I would like to add my welcome, and my congratulations to the director, Sandra Fredman, and the editorial team of Dhvani Mehta, Miles Jackson, Laura Hilly and Chris McConnachie. The Human Rights Hub is a focus for the Oxford human rights law community, and its purpose is to make connections around the world. We hope for participation (on the blog, in particular) from students, academics, and practitioners. The Hub already has over 70 members (including 29 Oxford University members) from 15 countries. Membership is growing each week, and includes judges, human rights lawyers, academics, graduate students, and policy makers. In addition to the blog, the Human Rights Hub will also be encouraging dialogue through the termly seminar series and an annual conference.
The Hub is devoted to the understanding and protection of human rights. We should work together, because the challenges to understanding are very many and very big. We have to grasp the ways in which social, economic, and political systems and forces and actors may treat people as less than fully human. We have to grasp the potential to achieve something better than that, through domestic, regional, and international political and legal institutions and processes. And we have to grasp the limits of those institutions and processes. We have to see when the laws and customs of different societies reflect reasonable differences in ways of life, and when they reflect culturally ingrained failures to treat people with dignity.

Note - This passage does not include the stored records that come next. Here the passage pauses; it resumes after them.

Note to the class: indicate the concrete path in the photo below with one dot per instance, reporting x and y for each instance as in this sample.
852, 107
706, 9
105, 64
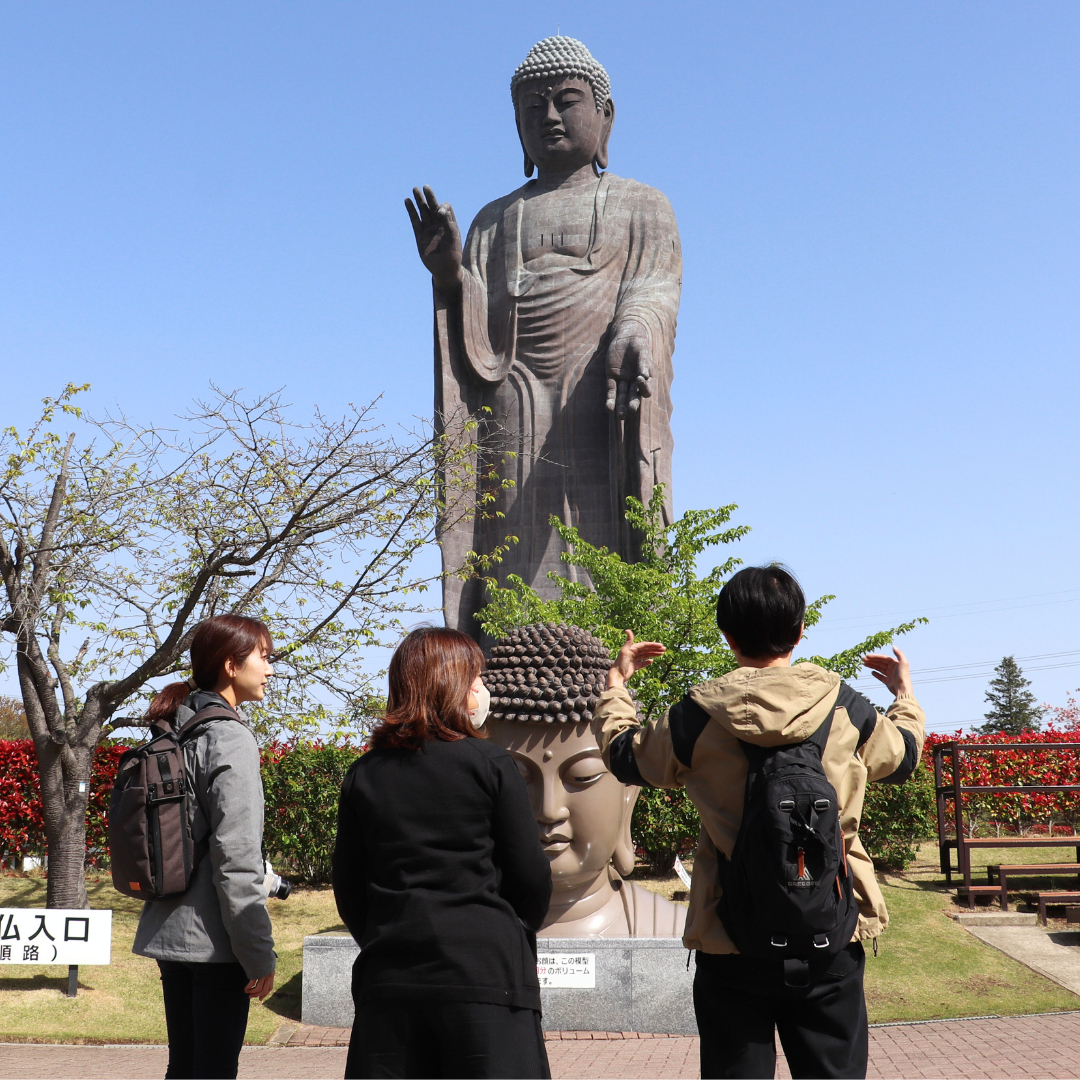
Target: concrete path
993, 1049
1053, 954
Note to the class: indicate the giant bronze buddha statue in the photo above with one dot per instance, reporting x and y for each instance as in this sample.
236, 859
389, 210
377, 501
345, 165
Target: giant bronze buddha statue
556, 319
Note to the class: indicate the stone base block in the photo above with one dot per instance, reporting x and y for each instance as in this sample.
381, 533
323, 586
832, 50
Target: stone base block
643, 984
326, 995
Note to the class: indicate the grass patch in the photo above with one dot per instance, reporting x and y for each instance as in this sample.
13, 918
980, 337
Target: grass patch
928, 967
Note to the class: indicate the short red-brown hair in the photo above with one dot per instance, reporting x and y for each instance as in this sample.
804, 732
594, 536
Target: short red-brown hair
216, 639
431, 673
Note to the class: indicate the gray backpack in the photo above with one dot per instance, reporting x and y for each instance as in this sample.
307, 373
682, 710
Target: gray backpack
151, 851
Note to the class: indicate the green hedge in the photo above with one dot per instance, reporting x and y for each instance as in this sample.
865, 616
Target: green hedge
301, 782
896, 817
665, 824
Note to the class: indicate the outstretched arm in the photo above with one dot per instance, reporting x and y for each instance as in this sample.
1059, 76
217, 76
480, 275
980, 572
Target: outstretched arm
892, 752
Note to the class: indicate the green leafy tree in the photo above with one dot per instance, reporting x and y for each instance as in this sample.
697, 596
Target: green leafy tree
12, 719
116, 541
1013, 709
661, 598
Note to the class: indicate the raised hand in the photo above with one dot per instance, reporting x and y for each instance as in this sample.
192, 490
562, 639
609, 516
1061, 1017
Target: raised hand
437, 237
895, 674
629, 368
632, 658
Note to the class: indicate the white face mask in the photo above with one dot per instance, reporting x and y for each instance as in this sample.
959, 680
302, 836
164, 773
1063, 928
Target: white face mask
478, 715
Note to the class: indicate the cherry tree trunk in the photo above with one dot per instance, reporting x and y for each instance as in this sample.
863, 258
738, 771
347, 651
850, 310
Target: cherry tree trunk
65, 792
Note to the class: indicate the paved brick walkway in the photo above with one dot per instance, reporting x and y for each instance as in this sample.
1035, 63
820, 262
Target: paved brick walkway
993, 1049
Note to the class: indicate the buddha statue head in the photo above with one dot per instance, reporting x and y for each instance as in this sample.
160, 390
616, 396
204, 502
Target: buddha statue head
544, 680
563, 105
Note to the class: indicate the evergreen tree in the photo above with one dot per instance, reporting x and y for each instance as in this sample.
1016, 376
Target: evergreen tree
1012, 705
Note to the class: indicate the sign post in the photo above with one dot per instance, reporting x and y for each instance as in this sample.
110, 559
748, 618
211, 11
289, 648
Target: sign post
55, 935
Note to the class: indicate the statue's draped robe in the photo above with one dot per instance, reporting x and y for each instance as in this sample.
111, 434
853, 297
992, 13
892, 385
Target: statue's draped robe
530, 346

We have to grasp what it means to be human, and what it means to have a right. These challenges can best be met through connections that enable people to benefit from the insight and the experience of others, and that is the hope for the Hub.
We also hope that better understanding will support the work of advocates and officials and practitioners in protecting human rights – in preventing atrocities, resolving and preventing armed conflict, fighting for responsible government, and helping victims of abuses to seek redress.
“We have to grasp what it means to be human, and what it means to have a right. These challenges can best be met through connections that enable people to benefit from the insight and the experience of others, and that is the hope for the Hub.” We love your aspiration. Keep up the diligent keen work, we´ll do the same.